An impressively terse presentation, but that makes it not particularly clear or likely to spark further understanding in someone who doesn't already understand the phenomenon intuitively.
Here's the approach I prefer for clarity and understanding:
First, recognize that prime p can be written as a sum of two squares just in case A^2 + B^2 = 0 (mod p) has a nonzero solution. In one direction (left to right), this is obvious; in the other direction (right to left), given A^2 + B^2 = kp with A and B indivisible by p, we can compute A' + B'i = gcd(A + Bi, p) in the Gaussian integers using the Euclidean algorithm. The result is a proper factor of p; however, it is not 1, as A + Bi is not co-prime to p (if it were, so would be its conjugate, and therefore so would be their product A^2 + B^2 = kp, which clearly isn't). Thus, |A' + B'i|^2 = A'^2 + B'^2 is a nontrivial proper factor of |p|^2 = p^2, which means A'^2 + B'^2 = p on the nose.
Next, recognize that A^2 + B^2 = 0 (mod p) just in case (A/B)^2 = -1 (mod p). [Recall that we can do division in arithmetic modulo a prime; in jargon, such arithmetic comprises a "field"].

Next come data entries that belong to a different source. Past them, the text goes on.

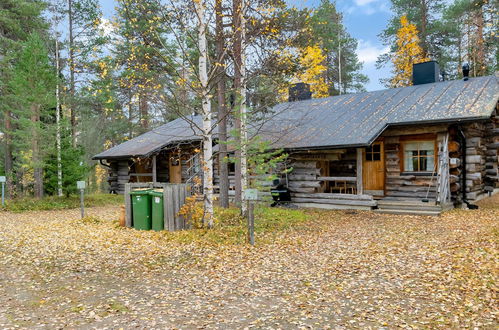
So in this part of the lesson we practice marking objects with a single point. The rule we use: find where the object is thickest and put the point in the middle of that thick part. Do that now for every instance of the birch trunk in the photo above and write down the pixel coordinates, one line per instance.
(223, 170)
(35, 146)
(9, 159)
(206, 114)
(71, 73)
(236, 22)
(58, 121)
(243, 110)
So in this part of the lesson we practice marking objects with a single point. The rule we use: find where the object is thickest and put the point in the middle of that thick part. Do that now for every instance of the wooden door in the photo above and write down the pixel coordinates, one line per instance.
(175, 170)
(374, 169)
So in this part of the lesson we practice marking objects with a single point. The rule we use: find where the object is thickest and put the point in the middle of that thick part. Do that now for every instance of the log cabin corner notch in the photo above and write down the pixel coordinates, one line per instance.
(366, 150)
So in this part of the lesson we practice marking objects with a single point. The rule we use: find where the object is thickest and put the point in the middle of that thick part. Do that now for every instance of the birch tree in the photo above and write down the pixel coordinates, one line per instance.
(200, 6)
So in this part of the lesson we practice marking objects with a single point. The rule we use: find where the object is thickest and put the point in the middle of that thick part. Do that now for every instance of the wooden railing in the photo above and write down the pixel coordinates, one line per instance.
(342, 184)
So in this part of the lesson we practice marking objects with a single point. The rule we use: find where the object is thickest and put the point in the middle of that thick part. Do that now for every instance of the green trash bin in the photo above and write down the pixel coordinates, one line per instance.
(158, 214)
(141, 209)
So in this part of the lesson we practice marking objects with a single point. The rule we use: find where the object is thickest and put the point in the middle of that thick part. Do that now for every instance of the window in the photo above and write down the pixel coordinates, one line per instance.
(373, 153)
(419, 156)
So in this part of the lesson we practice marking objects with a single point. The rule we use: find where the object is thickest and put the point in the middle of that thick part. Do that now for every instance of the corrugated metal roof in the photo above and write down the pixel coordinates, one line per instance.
(176, 131)
(345, 120)
(357, 119)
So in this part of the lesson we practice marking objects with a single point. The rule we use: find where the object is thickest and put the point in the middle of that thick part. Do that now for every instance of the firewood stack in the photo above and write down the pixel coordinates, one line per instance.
(492, 155)
(455, 170)
(303, 178)
(482, 143)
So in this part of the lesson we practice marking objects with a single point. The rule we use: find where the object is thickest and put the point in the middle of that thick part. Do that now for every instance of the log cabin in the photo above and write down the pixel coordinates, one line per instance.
(420, 149)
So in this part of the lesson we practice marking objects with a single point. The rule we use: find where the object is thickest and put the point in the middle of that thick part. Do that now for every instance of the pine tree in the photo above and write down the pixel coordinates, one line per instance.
(408, 52)
(469, 30)
(18, 18)
(85, 40)
(30, 97)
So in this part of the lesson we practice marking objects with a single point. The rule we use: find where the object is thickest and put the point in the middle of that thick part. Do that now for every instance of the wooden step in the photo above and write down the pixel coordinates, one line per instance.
(409, 206)
(408, 212)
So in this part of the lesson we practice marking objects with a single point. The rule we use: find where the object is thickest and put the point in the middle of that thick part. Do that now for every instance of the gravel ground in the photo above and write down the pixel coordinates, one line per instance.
(340, 269)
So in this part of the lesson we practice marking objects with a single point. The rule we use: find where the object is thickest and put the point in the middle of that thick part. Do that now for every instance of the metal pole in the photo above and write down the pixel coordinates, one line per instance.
(251, 223)
(82, 203)
(3, 194)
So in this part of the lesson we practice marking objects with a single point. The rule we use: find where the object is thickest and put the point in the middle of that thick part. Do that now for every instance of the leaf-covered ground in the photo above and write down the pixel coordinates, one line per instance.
(335, 269)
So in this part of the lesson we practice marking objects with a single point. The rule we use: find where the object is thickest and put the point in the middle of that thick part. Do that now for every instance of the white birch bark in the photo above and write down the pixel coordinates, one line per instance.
(58, 119)
(206, 114)
(243, 110)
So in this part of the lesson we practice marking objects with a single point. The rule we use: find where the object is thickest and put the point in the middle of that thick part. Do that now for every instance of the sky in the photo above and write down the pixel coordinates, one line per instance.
(364, 20)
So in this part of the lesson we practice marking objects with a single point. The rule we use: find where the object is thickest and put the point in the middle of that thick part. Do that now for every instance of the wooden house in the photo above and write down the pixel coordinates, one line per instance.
(417, 149)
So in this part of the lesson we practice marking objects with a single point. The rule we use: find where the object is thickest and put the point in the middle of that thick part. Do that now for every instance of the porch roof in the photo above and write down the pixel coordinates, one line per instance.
(340, 121)
(178, 131)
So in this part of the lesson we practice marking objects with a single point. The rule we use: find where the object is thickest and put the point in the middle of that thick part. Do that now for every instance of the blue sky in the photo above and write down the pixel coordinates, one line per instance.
(364, 20)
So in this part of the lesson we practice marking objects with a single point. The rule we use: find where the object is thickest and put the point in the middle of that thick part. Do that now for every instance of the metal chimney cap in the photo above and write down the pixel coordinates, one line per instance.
(466, 71)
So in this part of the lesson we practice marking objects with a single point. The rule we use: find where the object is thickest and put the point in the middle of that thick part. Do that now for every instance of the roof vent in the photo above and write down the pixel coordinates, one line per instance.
(299, 92)
(425, 73)
(466, 71)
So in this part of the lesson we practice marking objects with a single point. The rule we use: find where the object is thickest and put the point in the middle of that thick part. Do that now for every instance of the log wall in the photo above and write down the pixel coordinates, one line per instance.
(482, 143)
(400, 185)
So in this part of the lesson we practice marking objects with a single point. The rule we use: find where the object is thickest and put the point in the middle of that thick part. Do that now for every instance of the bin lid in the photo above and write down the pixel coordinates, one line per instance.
(140, 192)
(156, 192)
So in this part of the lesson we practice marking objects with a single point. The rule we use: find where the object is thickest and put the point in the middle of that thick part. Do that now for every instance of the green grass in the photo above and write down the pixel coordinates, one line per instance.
(230, 228)
(61, 203)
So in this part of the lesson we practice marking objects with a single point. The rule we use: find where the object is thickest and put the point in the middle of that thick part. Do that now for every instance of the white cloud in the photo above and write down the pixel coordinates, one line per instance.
(106, 26)
(367, 7)
(364, 2)
(369, 53)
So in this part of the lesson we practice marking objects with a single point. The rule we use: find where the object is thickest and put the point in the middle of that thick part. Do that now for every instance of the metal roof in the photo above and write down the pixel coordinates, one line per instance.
(177, 131)
(345, 120)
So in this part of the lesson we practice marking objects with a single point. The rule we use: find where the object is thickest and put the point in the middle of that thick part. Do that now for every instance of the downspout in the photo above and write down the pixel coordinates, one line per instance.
(105, 165)
(462, 137)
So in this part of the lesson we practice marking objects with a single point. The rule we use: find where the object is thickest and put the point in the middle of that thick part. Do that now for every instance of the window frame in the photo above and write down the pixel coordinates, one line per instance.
(417, 139)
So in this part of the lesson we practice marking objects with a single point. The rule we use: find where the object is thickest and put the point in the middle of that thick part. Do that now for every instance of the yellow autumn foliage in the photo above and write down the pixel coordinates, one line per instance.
(312, 60)
(408, 52)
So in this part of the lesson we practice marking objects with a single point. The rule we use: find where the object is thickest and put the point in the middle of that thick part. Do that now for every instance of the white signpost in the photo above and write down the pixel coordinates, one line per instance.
(250, 196)
(81, 185)
(3, 179)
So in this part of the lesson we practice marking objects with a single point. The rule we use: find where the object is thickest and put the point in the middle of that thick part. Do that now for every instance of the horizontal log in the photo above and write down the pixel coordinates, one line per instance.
(333, 196)
(410, 189)
(488, 188)
(303, 164)
(302, 190)
(332, 206)
(304, 184)
(455, 187)
(338, 178)
(491, 172)
(301, 177)
(474, 176)
(473, 159)
(454, 146)
(410, 194)
(309, 171)
(474, 142)
(334, 201)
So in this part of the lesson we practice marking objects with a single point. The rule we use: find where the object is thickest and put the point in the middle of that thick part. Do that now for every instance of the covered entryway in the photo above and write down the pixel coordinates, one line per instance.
(373, 176)
(175, 169)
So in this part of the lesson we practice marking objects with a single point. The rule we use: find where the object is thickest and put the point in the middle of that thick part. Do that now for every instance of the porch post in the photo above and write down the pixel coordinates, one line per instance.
(154, 175)
(360, 189)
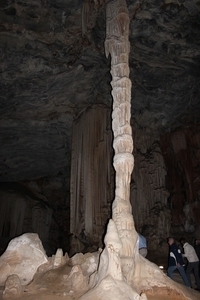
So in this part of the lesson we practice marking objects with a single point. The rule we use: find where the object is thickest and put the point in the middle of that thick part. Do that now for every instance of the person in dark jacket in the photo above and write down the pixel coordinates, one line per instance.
(175, 261)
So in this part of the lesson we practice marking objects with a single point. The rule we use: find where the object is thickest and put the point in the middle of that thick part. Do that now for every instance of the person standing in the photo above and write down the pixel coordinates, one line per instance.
(175, 261)
(142, 245)
(193, 261)
(197, 248)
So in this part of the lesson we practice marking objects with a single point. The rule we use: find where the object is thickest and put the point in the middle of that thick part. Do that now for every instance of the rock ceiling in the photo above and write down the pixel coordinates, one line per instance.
(53, 67)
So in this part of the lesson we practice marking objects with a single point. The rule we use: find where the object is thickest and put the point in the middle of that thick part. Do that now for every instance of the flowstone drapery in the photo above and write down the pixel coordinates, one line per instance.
(122, 272)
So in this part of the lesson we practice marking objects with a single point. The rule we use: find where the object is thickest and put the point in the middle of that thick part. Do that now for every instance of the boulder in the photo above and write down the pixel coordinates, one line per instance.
(22, 257)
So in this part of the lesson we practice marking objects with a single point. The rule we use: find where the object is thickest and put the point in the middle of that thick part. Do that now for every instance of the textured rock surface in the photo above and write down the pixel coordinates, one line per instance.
(50, 72)
(22, 257)
(53, 67)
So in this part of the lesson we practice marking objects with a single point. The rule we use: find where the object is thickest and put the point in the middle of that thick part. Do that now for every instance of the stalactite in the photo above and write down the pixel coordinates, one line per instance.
(121, 268)
(117, 44)
(91, 173)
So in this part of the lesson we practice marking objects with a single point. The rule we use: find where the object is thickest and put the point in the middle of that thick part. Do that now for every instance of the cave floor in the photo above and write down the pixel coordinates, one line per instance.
(54, 293)
(52, 288)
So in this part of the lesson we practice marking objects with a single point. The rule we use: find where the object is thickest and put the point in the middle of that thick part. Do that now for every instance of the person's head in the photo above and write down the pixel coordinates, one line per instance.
(170, 240)
(197, 242)
(183, 241)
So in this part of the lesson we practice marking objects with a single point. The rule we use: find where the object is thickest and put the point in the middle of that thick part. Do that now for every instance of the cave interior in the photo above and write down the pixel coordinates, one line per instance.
(56, 172)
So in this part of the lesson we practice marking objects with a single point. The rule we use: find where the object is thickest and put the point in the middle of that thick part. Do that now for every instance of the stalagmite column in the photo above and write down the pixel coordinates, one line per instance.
(122, 272)
(117, 45)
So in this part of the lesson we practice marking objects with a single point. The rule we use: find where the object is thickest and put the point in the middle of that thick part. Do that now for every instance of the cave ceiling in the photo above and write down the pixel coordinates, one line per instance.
(53, 67)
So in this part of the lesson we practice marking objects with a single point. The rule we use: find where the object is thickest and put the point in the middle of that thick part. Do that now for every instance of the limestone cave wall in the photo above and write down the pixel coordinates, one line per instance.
(181, 153)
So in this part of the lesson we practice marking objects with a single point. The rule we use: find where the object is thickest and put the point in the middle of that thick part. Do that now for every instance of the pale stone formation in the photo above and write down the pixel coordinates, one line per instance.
(123, 273)
(13, 287)
(58, 258)
(23, 256)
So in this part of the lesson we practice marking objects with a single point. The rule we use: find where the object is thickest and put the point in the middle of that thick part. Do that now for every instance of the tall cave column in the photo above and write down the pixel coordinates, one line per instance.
(118, 46)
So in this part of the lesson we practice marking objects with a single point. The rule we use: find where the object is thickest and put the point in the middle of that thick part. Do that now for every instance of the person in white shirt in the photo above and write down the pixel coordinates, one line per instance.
(142, 245)
(193, 261)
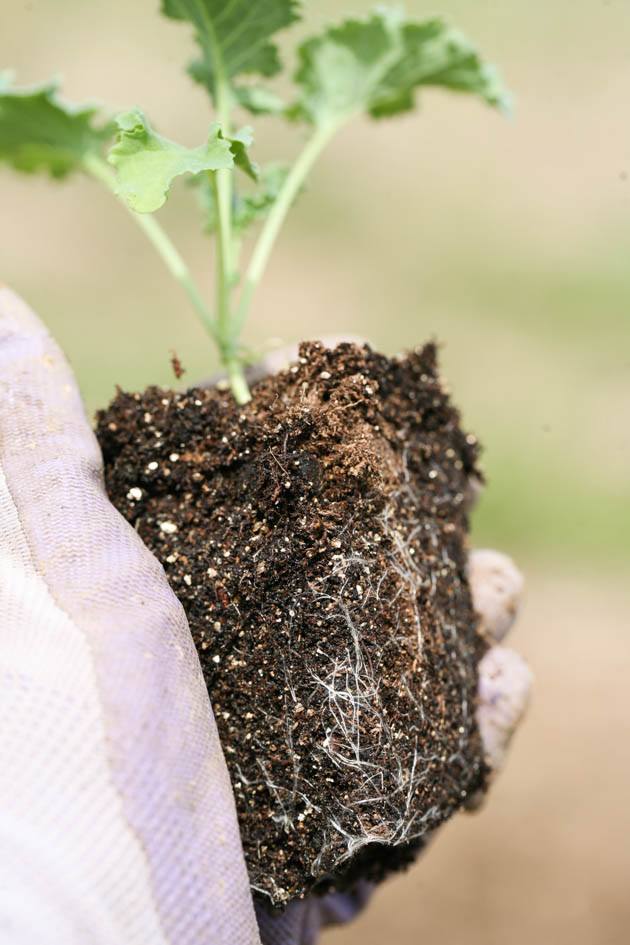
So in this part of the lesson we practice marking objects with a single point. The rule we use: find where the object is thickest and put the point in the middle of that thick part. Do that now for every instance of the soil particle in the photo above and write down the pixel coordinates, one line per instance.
(317, 540)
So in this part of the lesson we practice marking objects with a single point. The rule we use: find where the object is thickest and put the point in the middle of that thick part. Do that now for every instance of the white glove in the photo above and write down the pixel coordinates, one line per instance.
(117, 821)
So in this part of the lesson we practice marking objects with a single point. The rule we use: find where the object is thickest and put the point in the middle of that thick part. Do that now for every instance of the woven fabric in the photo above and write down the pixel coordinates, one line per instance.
(117, 822)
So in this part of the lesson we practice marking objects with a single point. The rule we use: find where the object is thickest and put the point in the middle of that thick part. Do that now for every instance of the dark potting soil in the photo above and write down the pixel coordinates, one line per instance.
(317, 541)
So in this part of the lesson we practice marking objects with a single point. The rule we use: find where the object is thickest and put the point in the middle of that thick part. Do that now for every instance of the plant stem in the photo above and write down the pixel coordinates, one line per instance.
(98, 169)
(222, 182)
(269, 233)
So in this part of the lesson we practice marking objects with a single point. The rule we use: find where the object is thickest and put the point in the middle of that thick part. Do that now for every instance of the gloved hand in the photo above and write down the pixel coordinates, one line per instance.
(117, 822)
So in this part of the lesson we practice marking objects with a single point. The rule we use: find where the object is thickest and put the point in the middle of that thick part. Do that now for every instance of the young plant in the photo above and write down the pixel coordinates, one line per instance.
(370, 66)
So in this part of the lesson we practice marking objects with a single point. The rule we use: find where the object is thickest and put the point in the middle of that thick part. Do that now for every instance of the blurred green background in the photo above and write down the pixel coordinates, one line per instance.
(509, 241)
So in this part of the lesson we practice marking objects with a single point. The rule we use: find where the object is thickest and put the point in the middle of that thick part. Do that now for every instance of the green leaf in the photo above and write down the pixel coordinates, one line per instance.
(241, 142)
(248, 208)
(376, 65)
(234, 35)
(39, 132)
(147, 164)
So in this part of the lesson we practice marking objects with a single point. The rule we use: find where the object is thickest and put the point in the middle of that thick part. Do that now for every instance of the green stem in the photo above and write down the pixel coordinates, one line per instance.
(98, 169)
(269, 233)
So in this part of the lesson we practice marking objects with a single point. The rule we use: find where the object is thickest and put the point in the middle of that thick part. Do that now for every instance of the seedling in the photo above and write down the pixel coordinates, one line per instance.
(372, 66)
(316, 536)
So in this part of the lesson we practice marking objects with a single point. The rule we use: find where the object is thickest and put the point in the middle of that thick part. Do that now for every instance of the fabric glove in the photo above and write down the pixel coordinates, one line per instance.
(117, 820)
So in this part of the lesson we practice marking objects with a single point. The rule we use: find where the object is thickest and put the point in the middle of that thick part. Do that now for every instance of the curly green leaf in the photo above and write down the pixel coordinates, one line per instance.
(147, 164)
(40, 132)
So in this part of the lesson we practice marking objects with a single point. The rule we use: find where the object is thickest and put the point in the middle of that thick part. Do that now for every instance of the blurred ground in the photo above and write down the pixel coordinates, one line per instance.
(508, 240)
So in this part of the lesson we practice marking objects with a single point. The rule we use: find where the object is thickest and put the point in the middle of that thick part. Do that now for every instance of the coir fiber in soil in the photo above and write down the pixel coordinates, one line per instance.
(317, 541)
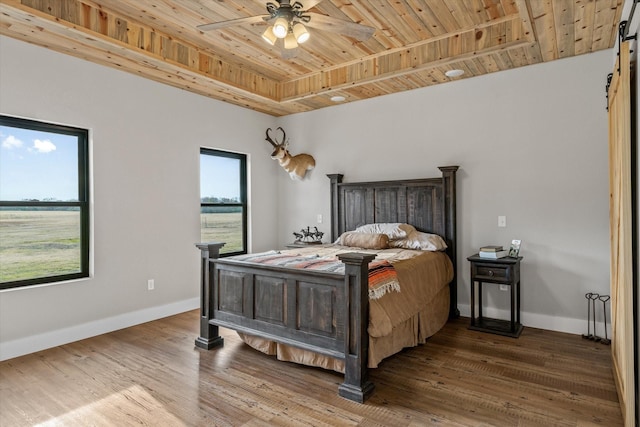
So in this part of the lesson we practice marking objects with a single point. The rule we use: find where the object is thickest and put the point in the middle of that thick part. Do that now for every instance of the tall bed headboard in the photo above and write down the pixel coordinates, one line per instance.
(428, 204)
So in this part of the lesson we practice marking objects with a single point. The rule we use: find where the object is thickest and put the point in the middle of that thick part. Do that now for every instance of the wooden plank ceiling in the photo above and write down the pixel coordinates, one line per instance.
(414, 43)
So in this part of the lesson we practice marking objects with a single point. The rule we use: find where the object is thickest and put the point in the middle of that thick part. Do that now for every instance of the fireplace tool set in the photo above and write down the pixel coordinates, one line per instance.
(591, 317)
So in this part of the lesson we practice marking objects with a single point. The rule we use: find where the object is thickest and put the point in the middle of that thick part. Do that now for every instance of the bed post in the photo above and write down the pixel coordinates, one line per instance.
(356, 385)
(449, 178)
(209, 335)
(336, 179)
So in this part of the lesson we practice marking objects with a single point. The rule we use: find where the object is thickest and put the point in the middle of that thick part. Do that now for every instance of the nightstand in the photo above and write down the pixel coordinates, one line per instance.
(501, 271)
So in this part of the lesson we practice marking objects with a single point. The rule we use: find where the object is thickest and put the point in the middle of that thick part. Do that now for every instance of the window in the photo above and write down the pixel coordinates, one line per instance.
(223, 200)
(44, 202)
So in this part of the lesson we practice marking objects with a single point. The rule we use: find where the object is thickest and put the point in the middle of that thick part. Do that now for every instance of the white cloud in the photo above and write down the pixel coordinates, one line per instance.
(11, 142)
(45, 146)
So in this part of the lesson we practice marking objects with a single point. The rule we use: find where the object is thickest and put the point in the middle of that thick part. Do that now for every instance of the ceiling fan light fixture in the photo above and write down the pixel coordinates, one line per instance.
(290, 41)
(281, 27)
(300, 33)
(269, 36)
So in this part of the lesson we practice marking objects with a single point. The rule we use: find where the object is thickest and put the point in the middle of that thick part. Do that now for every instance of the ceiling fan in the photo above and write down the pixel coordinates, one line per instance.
(287, 22)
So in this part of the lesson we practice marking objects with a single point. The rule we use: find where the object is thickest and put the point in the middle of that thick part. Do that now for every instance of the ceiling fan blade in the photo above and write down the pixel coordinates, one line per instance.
(340, 26)
(289, 53)
(224, 24)
(308, 4)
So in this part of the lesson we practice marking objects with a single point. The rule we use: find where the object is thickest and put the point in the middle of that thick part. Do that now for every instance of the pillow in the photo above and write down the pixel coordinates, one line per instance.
(420, 241)
(364, 240)
(392, 229)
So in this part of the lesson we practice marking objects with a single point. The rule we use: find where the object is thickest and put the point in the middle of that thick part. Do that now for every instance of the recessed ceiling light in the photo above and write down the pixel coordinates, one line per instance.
(453, 73)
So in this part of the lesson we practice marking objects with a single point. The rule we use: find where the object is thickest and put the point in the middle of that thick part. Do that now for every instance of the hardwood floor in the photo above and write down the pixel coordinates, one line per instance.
(152, 374)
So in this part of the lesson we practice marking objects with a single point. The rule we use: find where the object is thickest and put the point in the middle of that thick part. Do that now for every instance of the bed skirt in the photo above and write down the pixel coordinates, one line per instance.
(409, 333)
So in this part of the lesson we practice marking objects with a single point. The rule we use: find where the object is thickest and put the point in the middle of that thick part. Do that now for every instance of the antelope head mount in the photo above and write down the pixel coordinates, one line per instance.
(297, 166)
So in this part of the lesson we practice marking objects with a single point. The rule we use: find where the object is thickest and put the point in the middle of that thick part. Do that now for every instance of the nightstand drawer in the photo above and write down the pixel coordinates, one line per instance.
(491, 273)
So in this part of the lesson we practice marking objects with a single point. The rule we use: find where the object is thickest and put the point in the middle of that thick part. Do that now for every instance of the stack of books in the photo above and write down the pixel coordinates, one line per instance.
(492, 252)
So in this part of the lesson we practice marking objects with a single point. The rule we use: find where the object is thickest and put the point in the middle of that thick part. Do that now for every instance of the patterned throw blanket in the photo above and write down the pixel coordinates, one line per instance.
(382, 276)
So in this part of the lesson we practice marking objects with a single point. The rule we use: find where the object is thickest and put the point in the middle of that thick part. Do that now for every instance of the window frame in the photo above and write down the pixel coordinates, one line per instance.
(83, 203)
(243, 194)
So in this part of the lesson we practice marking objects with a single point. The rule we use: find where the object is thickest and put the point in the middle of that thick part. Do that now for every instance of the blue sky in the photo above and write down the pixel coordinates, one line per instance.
(219, 177)
(37, 165)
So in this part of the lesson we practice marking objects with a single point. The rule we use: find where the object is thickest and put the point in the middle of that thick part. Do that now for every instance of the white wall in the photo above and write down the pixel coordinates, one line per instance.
(531, 144)
(145, 140)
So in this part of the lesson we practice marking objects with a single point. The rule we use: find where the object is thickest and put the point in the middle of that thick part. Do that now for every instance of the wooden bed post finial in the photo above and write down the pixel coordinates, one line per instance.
(356, 385)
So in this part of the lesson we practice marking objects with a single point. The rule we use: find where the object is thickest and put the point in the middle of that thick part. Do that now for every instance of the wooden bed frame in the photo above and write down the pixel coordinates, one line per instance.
(326, 313)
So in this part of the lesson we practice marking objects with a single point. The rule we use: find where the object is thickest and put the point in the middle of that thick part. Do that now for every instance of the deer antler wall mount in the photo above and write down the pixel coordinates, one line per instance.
(298, 165)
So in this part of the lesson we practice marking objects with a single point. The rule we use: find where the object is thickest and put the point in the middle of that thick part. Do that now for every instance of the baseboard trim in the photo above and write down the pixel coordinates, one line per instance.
(543, 321)
(22, 346)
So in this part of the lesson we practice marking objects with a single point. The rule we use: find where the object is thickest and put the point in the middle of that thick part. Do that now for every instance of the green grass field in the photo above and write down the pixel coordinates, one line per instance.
(38, 244)
(222, 227)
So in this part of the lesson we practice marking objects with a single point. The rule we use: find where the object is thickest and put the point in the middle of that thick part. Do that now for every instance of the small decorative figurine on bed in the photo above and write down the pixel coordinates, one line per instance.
(309, 237)
(298, 165)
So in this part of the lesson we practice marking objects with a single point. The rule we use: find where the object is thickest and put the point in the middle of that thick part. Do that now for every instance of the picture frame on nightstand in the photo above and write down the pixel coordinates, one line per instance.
(514, 249)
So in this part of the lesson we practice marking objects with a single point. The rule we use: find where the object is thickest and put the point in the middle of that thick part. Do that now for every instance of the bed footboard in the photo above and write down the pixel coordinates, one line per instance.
(326, 313)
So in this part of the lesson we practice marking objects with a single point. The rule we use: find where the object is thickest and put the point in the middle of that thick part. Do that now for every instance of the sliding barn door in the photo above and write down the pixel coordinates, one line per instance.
(621, 233)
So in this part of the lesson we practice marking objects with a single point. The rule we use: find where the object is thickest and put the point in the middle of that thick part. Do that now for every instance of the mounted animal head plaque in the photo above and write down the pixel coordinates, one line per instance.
(298, 165)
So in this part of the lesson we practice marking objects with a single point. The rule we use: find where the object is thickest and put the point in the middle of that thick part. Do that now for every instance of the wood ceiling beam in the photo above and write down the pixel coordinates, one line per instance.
(96, 28)
(499, 35)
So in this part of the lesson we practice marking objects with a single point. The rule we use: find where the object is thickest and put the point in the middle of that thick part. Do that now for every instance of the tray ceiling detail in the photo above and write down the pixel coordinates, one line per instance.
(414, 44)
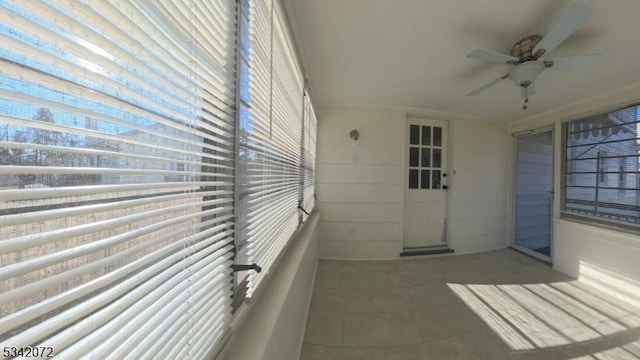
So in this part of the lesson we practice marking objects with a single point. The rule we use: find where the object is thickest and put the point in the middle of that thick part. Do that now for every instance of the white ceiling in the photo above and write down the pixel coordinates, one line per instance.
(412, 53)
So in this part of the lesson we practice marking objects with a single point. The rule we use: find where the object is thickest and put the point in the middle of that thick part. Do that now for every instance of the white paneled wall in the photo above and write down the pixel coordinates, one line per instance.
(360, 187)
(479, 190)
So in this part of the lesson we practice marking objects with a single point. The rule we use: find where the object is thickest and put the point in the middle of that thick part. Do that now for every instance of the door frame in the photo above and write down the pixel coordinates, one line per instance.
(514, 178)
(450, 176)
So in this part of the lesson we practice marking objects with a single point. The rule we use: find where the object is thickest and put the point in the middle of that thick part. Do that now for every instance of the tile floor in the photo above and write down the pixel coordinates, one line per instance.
(493, 305)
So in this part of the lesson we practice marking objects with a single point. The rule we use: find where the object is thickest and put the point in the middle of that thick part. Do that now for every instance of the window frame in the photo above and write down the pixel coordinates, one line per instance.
(568, 170)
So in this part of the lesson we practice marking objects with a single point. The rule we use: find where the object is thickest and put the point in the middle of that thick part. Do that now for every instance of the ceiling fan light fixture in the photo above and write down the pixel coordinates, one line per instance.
(526, 73)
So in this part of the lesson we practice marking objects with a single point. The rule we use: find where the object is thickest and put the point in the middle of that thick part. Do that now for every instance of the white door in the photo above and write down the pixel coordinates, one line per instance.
(425, 192)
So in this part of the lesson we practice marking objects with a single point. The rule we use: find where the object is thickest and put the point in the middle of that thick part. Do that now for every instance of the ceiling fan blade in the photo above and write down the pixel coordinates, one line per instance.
(492, 56)
(487, 85)
(577, 14)
(529, 91)
(574, 63)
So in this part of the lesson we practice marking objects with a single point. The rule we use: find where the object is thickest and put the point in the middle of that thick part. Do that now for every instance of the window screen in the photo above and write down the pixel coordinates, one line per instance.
(116, 176)
(601, 166)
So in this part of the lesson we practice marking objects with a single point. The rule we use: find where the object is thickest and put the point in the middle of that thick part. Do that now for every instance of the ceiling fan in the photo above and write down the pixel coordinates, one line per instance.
(528, 55)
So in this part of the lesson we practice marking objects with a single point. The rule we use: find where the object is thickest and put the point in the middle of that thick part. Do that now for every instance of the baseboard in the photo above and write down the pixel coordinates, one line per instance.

Thus, the question of which primes can be written as a sum of two squares reduces to the question of which primes admit a square root of -1 in their modular arithmetic.
Finally, we can apply Euler's criterion to this, which tells us x is a square modulo odd prime p just in case x^((p + 1)/2) = x (mod p) [I can expound on why this is true in more detail if readers are interested; essentially, there are (p + 1)/2 many squares modulo p (one is 0, and other (p - 1)/2 come from the other values mod p paired off under negation), and Fermat's Little Theorem tells us they're all solutions to this equation]. Applying this criterion with x = -1, we see that -1 has a square root modulo odd prime p just in case p is 1 (mod 4), which, by all the above, means an odd prime is a sum of two squares just in case it is 1 (mod 4).
Pushing further on the ideas above by thinking about factorization of Gaussian integers more generally gives us more: it gives us a convenient formula for exactly how many ways there are to write an arbitrary integer N as a sum of two squares. (And by carrying out the analogue with quaternions rather than complex numbers, we get a formula for four square representations as well). But, again, all this I will leave to followup discussion if desired.
I'm a grad student in math and I can say that sentences like this are quite typical in published proofs. Details are often omitted (though I just found a mistake in a paper hidden in a 'left to the reader' statement).
Obligatory links to Lamport's "How to Write a Proof" [0], and "How to Write a 21st Century Proof."[1] A video presentation of the latter is discussed at [2].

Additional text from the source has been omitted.